Does T-test requires Standard deviation or variance for calculation

The z-test requires the population standard deviation.

$$ z=\dfrac{ \bar x -\mu_0 }{\sigma/\sqrt n} $$

You don’t estimate $\sigma$ from the data; you know it. If this sounds unreasonable, you’re right,$^{\dagger}$ so we have the t-test, which uses the sample standard deviation, which is calculated from the data.

$$ t=\dfrac{ \bar x-\mu_0 }{s/\sqrt n}\\ s=\dfrac{1}{n-1}\sum\bigg( x_i-\bar x \bigg)^2 $$

$^{\dagger}$There are situations where this is reasonable, but I would consider them the exception.

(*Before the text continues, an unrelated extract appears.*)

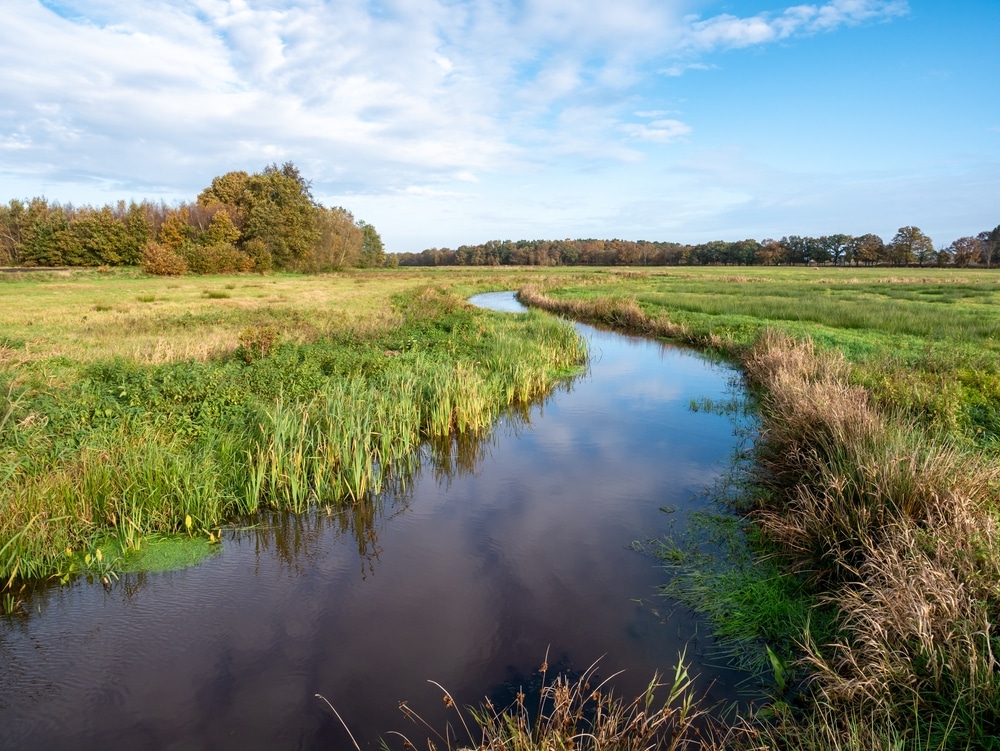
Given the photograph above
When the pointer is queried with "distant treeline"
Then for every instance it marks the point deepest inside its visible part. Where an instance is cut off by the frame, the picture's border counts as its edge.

We can simulate this to show that the equations give different values.

set.seed(2022);
n <- 31;
true_mean <- 0.2;
mu_0 <- 0;
true_sd <- 1;
x <-rnorm(n, true_mean, true_sd);
z_stat <- (mean(x) - mu_0)/(true_sd/sqrt(n));
t_stat <- (mean(x) - mu_0)/(sd(x)/sqrt(n));
z_stat - t_stat

I get a difference of about $0.05$.

Addressing the question in the title, if you know variance or standard deviation, you know the other by either squaring (to get the variance from the standard deviation) or taking the square root (to get the standard deviation from th e variance).

REFERENCES

https://online.stat.psu.edu/stat200/lesson/8/8.2/8.2.3/8.2.3.3

https://online.stat.psu.edu/stat200/lesson/8/8.2/8.2.3/8.2.3.1

t- test is based on assumption of small samples(less than 30) and utilizes standard error of estimate (S.E) to compute test-statistic for inference. (The standard deviation is divided by square root of n - number of observations in the sample to estimate S.E. of mean.) t-statistic is assumed to be normally distributed and generally utilized in case of small samples of 30 or less. z-test utilizes Z- score. The significance level of Z-score is obtained from standard normal distribution table which is compared against alpha set for a decision. The Z scores are assumed to be distributed under standard normal curve reflecting alpha probabilities. Standard normal distribution invokes large sample theory.